Saturday, April 17, 2010
Guest Post by Jennie Shortridge: What Does the Truth Have to Do with Writing Fiction?
When working on my first three novels, I toiled in the garden of personal experience. I wrote about a mother’s war with mental illness and a singer-songwriter daughter who never quite achieves success in Riding with the Queen. I wrote about a food magazine writer who is dissatisfied with the drivel she must produce to pay the rent in Eating Heaven. I wrote about a woman at midlife who can’t quite understand her body or her emotions in Love and Biology at the Center of the Universe.
Even though these details are inspired by my own life, I didn’t want to write thinly veiled memoir or fictionalized autobiography, or even a roman a clef. I just wanted to use bits and pieces of my experience to build stories with verisimilitude. (Kinda like putting your life in a blender, adding a bunch of other ingredients, and pouring out a big old made-up smoothie.)
When it came time to write the fourth book, When She Flew, I was ready to do something different. For many years I’ve collected news clippings of stories that fascinated me. One story kept surfacing, that of a Vietnam vet raising his young daughter in the woods near Portland, OR. Though a Seattle-ite now, I lived in Portland in 2004 when the pair were found by police and brought out of the woods, and I was mesmerized, wondering how it would all play out.
I loved how the very blue-state city of Portland reacted: the citizenry pitched in for a college fund for the girl, raising some $10,000. The girl was not placed in foster care, as one would imagine, nor was the father charged with child abuse or neglect. The police sergeant who took them away from the system and to a shelter instead was lauded in the press.
The events raised so many questions: why did the sergeant go against protocol? What was different about this particular case and these two people? Was the girl really being looked after sufficiently? Through continuing news stories, we learned that she was home-schooled by the father and, at 12 years old, reading at a 12th grade level. A physical exam determined she was healthy, not abused; she didn’t even have any cavities. She was clean and seemingly happy and articulate, even though she lived in a lean-to in the forest.
For me, good stories arise from questions. As a former magazine features writer and generally curious person, I love research. I emailed the police sergeant in Portland and introduced myself. I told him I loved the story, and I appreciated what he did for the father and daughter. I told him I wanted to write the story, but as a novel. In his short reply, I could feel him scratching his head. “Let me come to Portland and buy you lunch,” I wrote back. If I could just talk to him, I thought.
A week later I caught the train to Portland. Inside the darkened restaurant sat just one other person near the back. He was oh-my-god tall, broad-shouldered, shiny bald, wearing dark glasses, a dark suit, and sporting a holster shaped bulge beneath his jacket. He scared the crap out of me.

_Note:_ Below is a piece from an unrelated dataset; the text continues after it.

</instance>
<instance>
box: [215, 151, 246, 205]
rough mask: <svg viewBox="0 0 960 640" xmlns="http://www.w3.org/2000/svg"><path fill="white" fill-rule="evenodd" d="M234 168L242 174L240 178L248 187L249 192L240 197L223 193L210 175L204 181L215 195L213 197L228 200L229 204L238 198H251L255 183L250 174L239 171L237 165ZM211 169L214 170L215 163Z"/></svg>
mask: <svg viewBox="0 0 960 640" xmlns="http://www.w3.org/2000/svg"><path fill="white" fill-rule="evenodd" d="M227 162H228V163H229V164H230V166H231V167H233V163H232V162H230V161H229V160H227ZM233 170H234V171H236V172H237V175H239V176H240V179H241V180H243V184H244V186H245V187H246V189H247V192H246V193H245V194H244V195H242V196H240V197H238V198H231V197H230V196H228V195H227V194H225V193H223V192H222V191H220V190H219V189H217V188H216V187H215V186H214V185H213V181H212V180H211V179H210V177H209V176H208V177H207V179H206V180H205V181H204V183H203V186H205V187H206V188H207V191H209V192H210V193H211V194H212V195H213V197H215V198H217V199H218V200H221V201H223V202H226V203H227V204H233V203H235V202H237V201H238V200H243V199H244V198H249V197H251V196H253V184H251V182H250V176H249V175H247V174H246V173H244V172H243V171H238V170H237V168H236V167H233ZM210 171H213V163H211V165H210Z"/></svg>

By the end of lunch, we were simpatico. The events from 2004 were still very much on his mind. Over the next year, I met with him several times in Portland and emailed and called him with questions while writing. Getting the details of police procedure and forest setting were the fun parts of the process. He even took me hiking to the encampment one hot summer day, the best research I could have hoped for, complete with the ghosts of the characters swirling about and a red yo-yo pulled from the earth beneath where their lean-to had been.
What I didn’t realize when embarking on this book, however, was how difficult it would be to figure out which truths to tell, and which not to. As with my first three novels, there were people I wanted to protect, or at least not insult. I had a fierce, almost maternal instinct to protect the real girl. It drove me to rewrite, scrap certain elements, go back and disguise other things. I wrote characters as different from the real ones (easy, having never met the father and daughter) in as many ways as I could. The sergeant morphed into a Hispanic single mom cop who was not in charge at all, and had even more hurdles to face in doing what she thought was right for the father and daughter. Even the city of Portland became a fictional city to obfuscate the routes they took, and the implied location of their encampment.
In the end, it was one of the most satisfying writing experiences I’ve had, and people like the book. I like the details and drama I infused, using imagination to create a media gone wild (well, that doesn’t take too much imagination) and an underground movement that helps those in need.
At readings, though, I’m often asked a question that haunts me:
What if the real girl reads the book?
I have no answer for that question, only a twist in my chest, and hope that she will understand my need to write this story.